Women are the backbone of every society. As the world pushes further into a modernist future, the perspective and practices of women remain crucial for widespread development. As models of both humane and intellectual natures, the particular histories of Africa and diaspora Black communities owe a huge debt to the contributions of women.

In its small way, Women’s History Month attempts a reciprocation of the loving values we’ve been passed down from women. Across family, art, science, and politics, there are several personalities whose work establish their importance. In the field of literature, there’s no underplaying the gargantuan role women have played. From its earliest periods, scholarly and literary work, having been dominated by men, were prone to gloss over the perspective of women.

However, taking on the essential mission of writing history in their own words, many women over the years have constructed in-depth profiles and ideas which continue to influence the world. Focusing on inimitable voices which have created strong works, this list highlights eight books that explore themes of women’s history, gender politics, and feminist values. Whether through the worldbuilding scope of fiction or hard-wrought academic-style essays, here are 8 essential books for essential reading through March and beyond. 

‘WOMAN AT POINT ZERO’ BY NAWAL EL SAADAWI 

Until her death in 2021, the Egyptian author Nawal El Saadawi was considered a giant of world literature. Prior to her earliest books in the late fifties, no other writer combined such a layered understanding of the patriarchal Arab society and constructing intimate women characters. She also published searing works of sociopolitical natures which often led to fall-outs with the Egyptian government, the likes of ‘Women and Sex’ and ‘The Hidden Face of Eve’ being forward-facing in their ideology while embracing a biting stylistic verve that would go on to become El Saadawi’s trademark. 

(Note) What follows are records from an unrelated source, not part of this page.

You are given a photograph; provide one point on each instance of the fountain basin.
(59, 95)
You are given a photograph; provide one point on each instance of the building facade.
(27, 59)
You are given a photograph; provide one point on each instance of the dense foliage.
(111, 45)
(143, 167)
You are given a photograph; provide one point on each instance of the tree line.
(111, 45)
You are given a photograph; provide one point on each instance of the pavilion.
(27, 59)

‘Woman at Point Zero’ was the most acclaimed of her fiction—a slim, remarkable novella narrated from the viewpoint of its protagonist Firdaus, it has become a classic work in feminism. Firdaus is to be hanged the next day for murdering a pimp, and on the night before her execution she relates her story to a female psychologist whose occasional insights embeds the book with another layer. Exploring the unjust nature of Arab culture in its treatment of women, ‘Woman at Point Zero’ goes on to confront difficult subjects of sexual and social liberation. 

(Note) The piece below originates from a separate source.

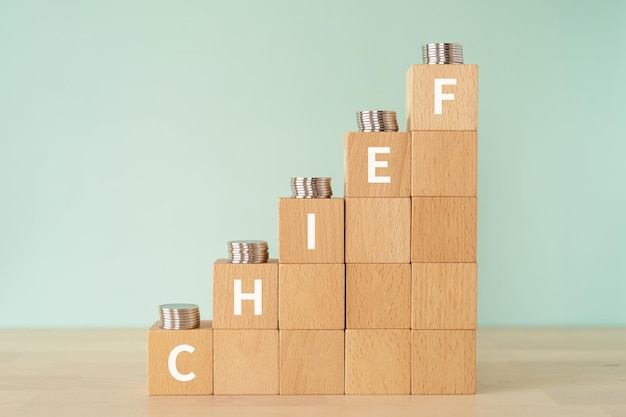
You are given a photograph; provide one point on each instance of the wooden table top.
(520, 372)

‘RE-CREATING OURSELVES: AFRICAN WOMEN & CRITICAL TRANSFORMATIONS’ BY MOLARA OGUNDIPE 

For decades, Ogundipe’s scholarly work was geared towards recognising and re-evaluating the spaces women uphold in society. It’s a vision immediately present in ‘Re-Creating Ourselves’, a multi-layered discourse to feminist thought. “The essays in this book,” she notes on the Introduction, “attempt to answer some of these questions as they problematise the questions and reflect the dynamic contexts within which we tried, in the cataclysmic seventies and the more circumspect eighties, to re-vision our lives, re-create ourselves and re-examine received ideas and theories.”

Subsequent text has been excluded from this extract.